We use large quantities of water inside our homes. The average family of four can use 400 gallons of water every day. On average, approximately 70 percent of that water is used indoors, according to the EPA.
The bathroom is the largest consumer of indoor water. The toilet can use 27 percent of household water, showers 17%, and faucets 16%. Almost every activity or daily routine that happens in the home bathroom uses large quantities of water.
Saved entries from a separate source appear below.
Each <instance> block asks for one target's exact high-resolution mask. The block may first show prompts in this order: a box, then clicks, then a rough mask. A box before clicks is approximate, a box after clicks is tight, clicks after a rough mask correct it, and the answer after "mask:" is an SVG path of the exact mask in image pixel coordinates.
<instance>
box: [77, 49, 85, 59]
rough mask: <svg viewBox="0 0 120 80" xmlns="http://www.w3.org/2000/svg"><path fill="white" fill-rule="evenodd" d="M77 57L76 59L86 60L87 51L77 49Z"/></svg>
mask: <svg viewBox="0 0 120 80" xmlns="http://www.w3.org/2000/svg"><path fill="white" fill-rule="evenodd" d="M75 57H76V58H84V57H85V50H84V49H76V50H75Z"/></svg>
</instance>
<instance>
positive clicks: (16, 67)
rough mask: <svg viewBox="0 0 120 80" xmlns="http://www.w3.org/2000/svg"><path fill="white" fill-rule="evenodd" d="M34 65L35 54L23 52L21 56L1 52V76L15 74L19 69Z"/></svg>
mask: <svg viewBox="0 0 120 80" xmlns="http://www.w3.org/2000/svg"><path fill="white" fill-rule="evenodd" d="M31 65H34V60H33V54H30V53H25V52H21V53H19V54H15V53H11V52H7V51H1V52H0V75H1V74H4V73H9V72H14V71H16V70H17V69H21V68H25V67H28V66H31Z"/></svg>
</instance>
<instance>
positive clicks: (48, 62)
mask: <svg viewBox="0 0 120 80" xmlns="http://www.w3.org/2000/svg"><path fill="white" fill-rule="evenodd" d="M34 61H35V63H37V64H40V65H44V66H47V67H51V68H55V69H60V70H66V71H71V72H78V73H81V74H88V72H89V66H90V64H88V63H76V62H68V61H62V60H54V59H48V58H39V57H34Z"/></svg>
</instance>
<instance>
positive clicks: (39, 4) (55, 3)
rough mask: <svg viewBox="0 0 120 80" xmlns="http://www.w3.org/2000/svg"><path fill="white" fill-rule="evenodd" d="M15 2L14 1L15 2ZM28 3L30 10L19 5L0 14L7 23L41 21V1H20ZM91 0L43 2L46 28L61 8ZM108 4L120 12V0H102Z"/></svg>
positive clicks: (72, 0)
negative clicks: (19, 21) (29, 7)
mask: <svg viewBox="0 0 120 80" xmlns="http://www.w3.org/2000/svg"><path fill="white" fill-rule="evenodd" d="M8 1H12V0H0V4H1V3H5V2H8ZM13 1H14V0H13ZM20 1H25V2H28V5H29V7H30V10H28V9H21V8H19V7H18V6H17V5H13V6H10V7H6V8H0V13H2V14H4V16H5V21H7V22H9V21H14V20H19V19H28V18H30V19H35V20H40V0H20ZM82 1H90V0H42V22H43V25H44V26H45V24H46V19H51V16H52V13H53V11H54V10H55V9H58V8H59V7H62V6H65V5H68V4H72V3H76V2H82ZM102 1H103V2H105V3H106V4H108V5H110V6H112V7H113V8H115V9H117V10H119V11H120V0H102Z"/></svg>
So to conserve water and do your part this winter during the Madison Pipeline repair, consider one of your bathroom’s largest water guzzlers.
At 27% of your household supply every year, your toilet is by far your home's largest water user. The Federal government now mandates that new toilets use no more than 1.6 gallons per flush, but older toilets can use two to three times that much. Many are 3.5 gallons per flush (gpf) or more.
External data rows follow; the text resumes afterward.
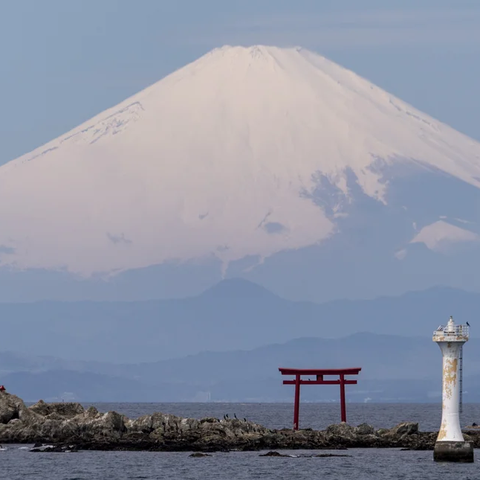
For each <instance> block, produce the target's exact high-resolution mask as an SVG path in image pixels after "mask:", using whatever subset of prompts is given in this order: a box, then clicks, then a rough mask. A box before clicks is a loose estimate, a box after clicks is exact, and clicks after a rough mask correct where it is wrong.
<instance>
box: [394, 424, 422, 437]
mask: <svg viewBox="0 0 480 480" xmlns="http://www.w3.org/2000/svg"><path fill="white" fill-rule="evenodd" d="M416 433H418V423H413V422H403V423H399V424H398V425H396V426H395V427H393V428H392V429H390V434H391V435H393V436H402V435H414V434H416Z"/></svg>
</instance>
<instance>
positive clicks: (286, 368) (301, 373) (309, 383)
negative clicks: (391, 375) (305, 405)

(See the City of Gillette’s Toilet Rebate Program)
When buying a new toilet, look for the U.S. Environmental Protection Agency’s (EPA) WaterSense label. To receive the label, toilets must be independently tested to show that they use, at most, 1.28 gallons per flush (gpf). Dual-flush toilets, those that have a full-flush mode for solids and a reduced-flush mode for liquids, use about 1.6 gpf and .8 gpf respectively. The Home Depot™ store in Gillette sells WaterSense low-flow and dual flush toilets.
Tips for finding leaks
Toilets with leaky flappers can cost you money, and waste a substantial amount of water. To determine if you have a leaky flapper, drop special dye tablets provided by the City or a little food coloring into the toilet tank. If the color appears in the toilet bowl, you probably have a leaking flapper. It's important to replace your toilet flapper with the right model for your toilet. Find the correct style and learn how to replace flappers.
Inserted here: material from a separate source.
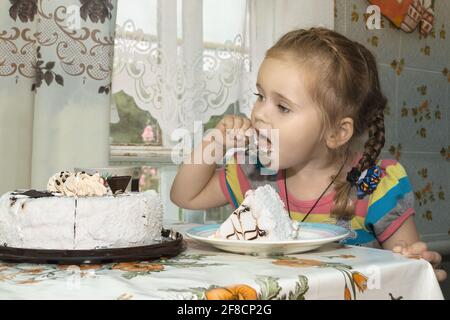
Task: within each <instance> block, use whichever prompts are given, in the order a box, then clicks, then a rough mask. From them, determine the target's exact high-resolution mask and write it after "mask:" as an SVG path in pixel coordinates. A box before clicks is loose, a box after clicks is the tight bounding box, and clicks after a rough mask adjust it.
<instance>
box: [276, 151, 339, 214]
mask: <svg viewBox="0 0 450 320" xmlns="http://www.w3.org/2000/svg"><path fill="white" fill-rule="evenodd" d="M346 162H347V157H346V158H345V161H344V163H343V164H342V166H341V168H340V169H339V171H338V173H337V175H335V176H334V178H333V180H331V182H330V184H328V186H327V187H326V188H325V190H323V192H322V194H321V195H320V197H319V198H318V199H317V200H316V202H315V203H314V204H313V206H312V207H311V209H309V211H308V213H307V214H306V215H305V216H304V217H303V219H302V221H301V222H304V221H305V220H306V218H308V216H309V214H310V213H311V212H312V211H313V209H314V208H315V207H316V205H317V204H318V203H319V201H320V199H322V197H323V196H324V195H325V193H326V192H327V191H328V189H330V187H331V186H332V185H333V183H334V182H335V181H336V178H337V177H338V176H339V175H340V174H341V171H342V169H344V165H345V163H346ZM286 176H287V169H284V194H285V195H286V204H287V209H288V212H289V217H291V209H290V208H289V196H288V192H287V186H286Z"/></svg>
Wait about 10 minutes for the dye tablet to get to the bowl (if there is a leak) and to be sure and flush after so it doesn't stain the bowl.
What do you save?
By replacing 3.5-gallon toilets with 1.6-gallon (or less) models, the average family of four would save about 14,000 gallons of water per year.
What Else Can I Do?
Replace standard showerheads with low-flow versions. Again, look for EPA’s WaterSense label and flow rates of 0.5 to 2 gallons per minute (gpm).
A bathroom faucet generally runs at 2 gallons of water per minute. By turning off the tap while brushing your teeth or shaving, a person can save more than 200 gallons of water per month. Replace with low-flow sink aerators 1.5 gpm or lower.